La Corte ha stabilito che la sentenza, non ancora depositata, produrrà effetti dal giorno successivo alla sua pubblicazione sulla Gazzetta Ufficiale, salva la facoltà del legislatore di disciplinare le misure assistenziali in favore degli invalidi civili totali. L'importo dell'incremento al milione, inizialmente pari a 516,46 euro, per effetto dell'inflazione è giunto a 651,51 euro lordi mensili. Tale importo subisce riduzioni all'aumentare del reddito del percipiente, venendo comunque garantito nella misura di 286,81 euro per redditi compresi tra 8.469,63 e 16.982,49 euro annui.
Nei confronti degli invalidi civili totali, l'aumento dell'assegno fino a 651,51 euro finora scattava al raggiungimento del 60esimo anno di età, in relazione ai redditi del pensionato (e del coniuge, se presente).
A fine 2019 erano 588.534 i percettori di una pensione di inabilità totale, con un assegno riconosciuto per 13 mensilità del valore di 285,66 euro. Una platea cresciuta del 4,8% rispetto al 2018 (26.992 soggetti in più). La spesa per queste prestazione l'anno scorso è stata pari a 2 miliardi e 190 milioni (+6,5% sul 2018). Un immediato adeguamento di quegli assegni a 651,51 euro potrebbe riguardare una parte di questa platea, in funzione del reddito.
Il tema della rivisitazione di queste prestazioni assistenziali si è imposto dopo l'introduzione del Reddito di cittadinanza, un assegno di 780 euro riconosciuto con la prova dei mezzi.

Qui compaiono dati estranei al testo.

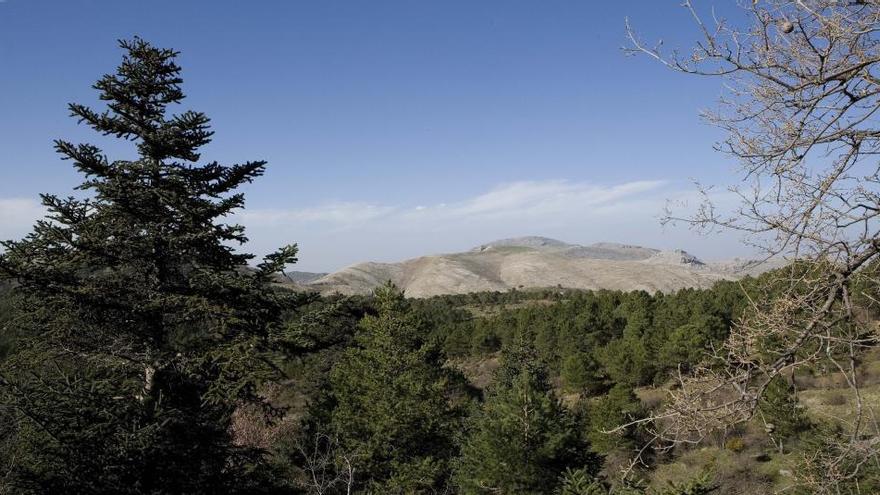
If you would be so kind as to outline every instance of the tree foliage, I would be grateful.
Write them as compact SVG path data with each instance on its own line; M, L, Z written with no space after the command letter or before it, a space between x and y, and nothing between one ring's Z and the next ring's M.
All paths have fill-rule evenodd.
M212 137L184 99L177 53L135 38L95 83L106 110L71 104L100 134L134 143L134 160L57 141L85 178L77 196L42 196L48 210L3 243L22 335L2 366L17 492L217 493L253 490L259 452L236 443L230 417L260 403L296 298L271 276L296 247L252 258L242 227L223 218L264 162L197 165Z
M534 351L517 343L471 421L457 480L462 493L553 493L566 469L591 462L585 447Z
M785 378L777 376L761 395L758 411L764 427L773 442L784 449L785 442L810 427L794 387Z
M330 428L355 459L358 486L381 493L441 489L456 454L460 380L391 284L331 374Z

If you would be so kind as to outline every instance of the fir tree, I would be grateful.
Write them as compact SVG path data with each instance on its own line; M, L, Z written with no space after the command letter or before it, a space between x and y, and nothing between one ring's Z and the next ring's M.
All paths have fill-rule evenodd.
M666 371L689 371L706 359L710 345L717 345L726 334L726 326L718 317L695 318L668 335L656 356L658 367Z
M628 427L608 433L621 425L630 423L644 415L641 402L633 389L626 385L615 385L607 394L589 404L587 438L593 451L610 454L614 451L630 453L637 443L638 430Z
M197 165L212 137L204 114L179 104L177 52L135 38L94 88L103 111L71 104L137 158L57 141L85 176L82 198L43 195L48 216L2 245L24 335L3 364L0 403L13 419L16 493L252 491L259 452L230 431L237 404L259 402L267 352L294 296L271 286L296 247L256 271L238 254L240 185L264 162ZM11 481L10 481L11 480ZM254 481L256 483L256 481Z
M392 284L331 374L331 428L355 459L359 485L376 493L441 489L455 456L462 410L456 374Z
M566 469L560 480L558 495L608 495L601 481L586 469Z
M776 376L758 403L767 434L783 452L785 442L810 427L806 413L798 403L794 387L782 376Z
M553 493L585 458L574 418L553 395L546 368L522 340L506 348L459 460L462 493Z
M577 351L562 361L559 377L569 392L592 394L602 390L605 383L601 367L592 353Z

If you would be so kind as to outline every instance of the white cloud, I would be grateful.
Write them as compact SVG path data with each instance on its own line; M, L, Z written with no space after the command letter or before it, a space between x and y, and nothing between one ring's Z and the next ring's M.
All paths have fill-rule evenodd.
M658 217L668 199L695 203L697 195L687 184L659 180L612 185L521 181L434 204L335 202L246 209L231 220L247 228L251 242L245 251L264 254L296 242L301 249L298 269L312 271L461 251L523 235L683 248L706 258L745 254L732 236L707 238L683 226L661 227ZM0 199L0 239L24 236L43 215L36 200Z
M612 185L522 181L457 201L257 209L242 212L237 220L248 228L249 251L264 253L297 242L300 269L316 271L460 251L523 235L684 248L705 257L742 254L734 250L730 237L709 239L685 227L663 228L659 216L667 199L696 199L696 194L688 185L661 180Z
M395 208L367 203L329 203L301 209L244 210L237 216L249 225L287 223L327 223L345 225L374 220L392 213Z
M37 200L0 198L0 239L23 237L45 213L45 208Z
M513 182L459 203L419 207L416 210L420 218L432 215L471 221L536 218L625 202L635 195L660 189L664 185L664 181L628 182L615 186L563 180Z
M365 222L465 221L541 217L583 208L614 206L662 188L664 181L628 182L598 186L563 180L522 181L502 184L473 198L412 208L371 203L342 202L300 209L253 209L239 213L248 225L283 226L323 223L328 226L363 225Z

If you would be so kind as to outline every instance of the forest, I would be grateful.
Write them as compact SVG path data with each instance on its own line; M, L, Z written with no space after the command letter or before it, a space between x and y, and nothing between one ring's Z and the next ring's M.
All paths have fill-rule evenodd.
M168 339L165 352L177 357L153 372L150 389L137 369L117 381L125 375L115 366L62 364L58 355L51 372L33 374L35 363L26 360L69 351L44 348L16 323L22 311L42 313L42 305L28 304L24 285L7 284L0 306L4 385L22 395L2 409L4 489L800 493L785 473L816 469L805 454L828 448L828 432L843 428L822 407L844 405L845 387L817 382L818 369L777 378L756 418L706 445L651 452L632 464L654 428L633 422L649 418L675 377L720 346L749 299L766 296L761 290L780 275L671 294L552 288L427 299L408 299L390 283L369 297L321 296L266 279L262 296L277 317L261 344L259 359L268 366L242 370L234 360L251 356L235 356L240 347L224 356L216 336L180 335ZM242 276L249 283L260 274ZM107 331L103 338L115 333ZM202 339L208 347L200 349ZM181 354L199 349L205 355L198 367L186 370L196 363L178 361ZM876 358L860 357L865 384L880 384ZM30 376L14 374L25 370ZM196 388L201 373L227 373L213 375L220 382L254 371L244 386L224 384L227 403L193 395L213 392ZM817 393L820 407L804 407L800 397ZM132 401L137 410L109 409L108 399L114 406ZM880 470L868 466L854 483L874 490Z

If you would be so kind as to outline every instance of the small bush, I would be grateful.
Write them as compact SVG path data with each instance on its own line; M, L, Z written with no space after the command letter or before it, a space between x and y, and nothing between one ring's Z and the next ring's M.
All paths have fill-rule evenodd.
M649 411L659 409L669 395L669 392L661 387L644 387L636 390L635 393L642 401L642 406Z
M742 450L746 448L746 444L742 437L731 437L724 442L724 448L731 452L742 452Z
M826 406L843 406L849 402L843 392L832 392L822 401Z

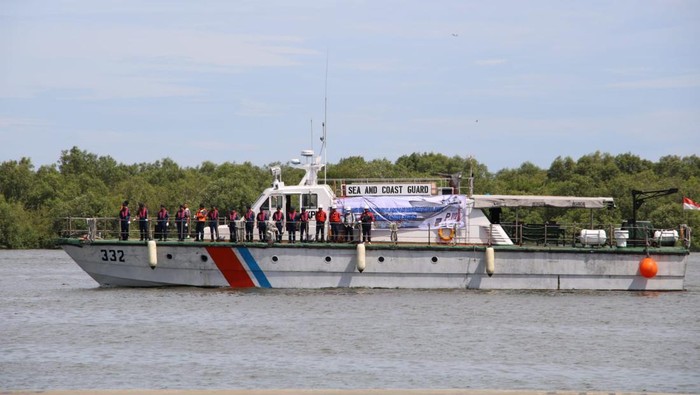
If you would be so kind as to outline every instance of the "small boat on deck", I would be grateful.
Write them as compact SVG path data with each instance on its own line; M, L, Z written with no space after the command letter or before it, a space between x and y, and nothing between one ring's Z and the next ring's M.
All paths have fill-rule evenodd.
M505 207L610 209L612 198L462 195L421 180L340 183L336 191L319 183L323 156L302 155L301 182L285 185L275 169L272 185L252 209L306 209L310 240L272 242L274 234L260 240L256 231L252 242L233 243L222 224L223 241L121 241L116 219L71 218L59 244L102 286L684 289L690 246L685 226L639 231L636 223L505 224L496 215ZM333 235L336 242L313 240L321 207L350 215L348 231ZM358 225L365 208L375 218L371 243L363 241Z

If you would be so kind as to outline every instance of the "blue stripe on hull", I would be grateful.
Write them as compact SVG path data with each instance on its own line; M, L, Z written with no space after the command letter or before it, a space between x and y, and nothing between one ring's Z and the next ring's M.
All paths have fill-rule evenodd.
M248 248L237 247L236 249L241 254L241 257L243 257L243 260L245 260L245 263L248 265L248 268L255 276L255 279L258 280L258 284L260 284L260 287L272 288L272 285L270 285L270 282L267 280L267 276L265 276L265 273L262 271L262 269L260 269L260 266L258 266L258 262L255 261L255 258L253 258L253 255L250 253Z

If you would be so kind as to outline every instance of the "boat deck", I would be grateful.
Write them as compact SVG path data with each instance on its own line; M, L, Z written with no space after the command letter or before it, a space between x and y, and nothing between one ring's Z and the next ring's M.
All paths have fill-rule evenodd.
M61 238L58 239L59 245L145 245L145 241L141 240L118 240L118 239L97 239L85 240L78 238ZM194 241L188 239L186 241L168 240L156 241L157 245L168 246L243 246L253 248L311 248L311 249L355 249L358 243L328 243L328 242L308 242L308 243L268 243L268 242L240 242L232 243L228 241ZM458 251L485 251L486 248L492 247L495 251L527 251L527 252L550 252L550 253L598 253L598 254L624 254L624 255L639 255L639 254L658 254L658 255L688 255L690 251L684 247L615 247L609 245L601 246L583 246L583 245L475 245L475 244L426 244L426 243L390 243L390 242L373 242L365 244L368 250L394 250L402 249L408 251L424 251L424 250L458 250Z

A fine 2019 Inps ha pagato l'indennità di accompagnamento senza vincoli Isee a una platea di 2 milioni e 222.697 beneficiari, per una spesa totale di 12,8 miliardi, in aumento del 2,54% sul 2018. Introdurre un vincolo di reddito per questa prestazione, come è stato da più parti suggerito, libererebbe risorse per rafforzare altre voci come, appunto, le inabilità totali.